Re: How to compile .lsa pronunciation file from .wav?

PostPosted: Thu Nov 15, 2012 11:21 am
by Tvangeste
You are probably missing the DSL header (where the name of the dictionary is specified, and from- and to- languages).

Take a look here for the example:

https://github.com/VVSiz/SampleDSL/blob ... sample.dsl

If everything is done right, you'll see your new dictionary in the list of all dictionaries.

Re: How to compile .lsa pronunciation file from .wav?

PostPosted: Thu Nov 15, 2012 7:33 pm
by dma_k
Tvangeste wrote:You are probably missing the DSL header (where the name of the dictionary is specified, and from- and to- languages).

Thank for this hint! Indeed that was the problem.

What I have tried:
Code: Select all
pronunciation_en.dsl.gz
Pronunciation_en.dsl.files.zip
then dictionary is not recognized. If I just change the extension
Code: Select all
pronunciation_en.dsl.dz
Pronunciation_en.dsl.files.zip
the dictionary is recognized, but GoldenDict crashes then the article is opened (when tries to pronounce the word). Is it possible to add support for compressed DSL?

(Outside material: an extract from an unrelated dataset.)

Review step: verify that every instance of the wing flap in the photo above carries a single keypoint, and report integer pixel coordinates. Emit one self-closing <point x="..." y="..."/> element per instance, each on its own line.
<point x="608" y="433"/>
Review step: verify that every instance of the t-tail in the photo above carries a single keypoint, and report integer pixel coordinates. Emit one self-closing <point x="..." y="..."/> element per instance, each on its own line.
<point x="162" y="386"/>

The next problem I've noticed that some (all?) audio files are not played correctly from "Speech.lsa". Having WAV source requires "DirectSound" option enabled. But with this option e.g. "zoo" from default "Speech.lsa" is not pronounced, "mother" produces noise.

Re: How to compile .lsa pronunciation file from .wav?

PostPosted: Thu Nov 15, 2012 7:49 pm
by Abs62
dma_k
GoldenDict from EA build 1.0.1-333-g8e4b384 support compressed sound packs (.zips). Just compress wav files to zip archive and change it extension to "zips". GoldenDict handle such packs like .lsa files.
The next problem I've noticed that some (all?) audio files are not played correctly from "Speech.lsa".

You can try to play sound files by mean external program. Look this post.

Re: How to compile .lsa pronunciation file from .wav?

PostPosted: Fri Nov 16, 2012 8:04 pm
by dma_k
Abs62 wrote:dma_k
GoldenDict from EA build 1.0.1-333-g8e4b384 support compressed sound packs (.zips). Just compress wav files to zip archive and change it extension to "zips". GoldenDict handle such packs like .lsa files.
The next problem I've noticed that some (all?) audio files are not played correctly from "Speech.lsa".

You can try to play sound files by mean external program. Look this post.

Thanks! External program works as a charm both for Speech.lsa and Forvo!

The build 353 I have downloaded was able to find "zips" archive with sounds and detected 18013 words (articles) in it. However it does not show the words from it in the article (nevertheless matches from Speech.lsa and Forvo are shown OK).

Also question: What is the agreement for spaces? Will a/as_well.wav be found for "as well" or I'd rather put spaces into filenames? Thanks.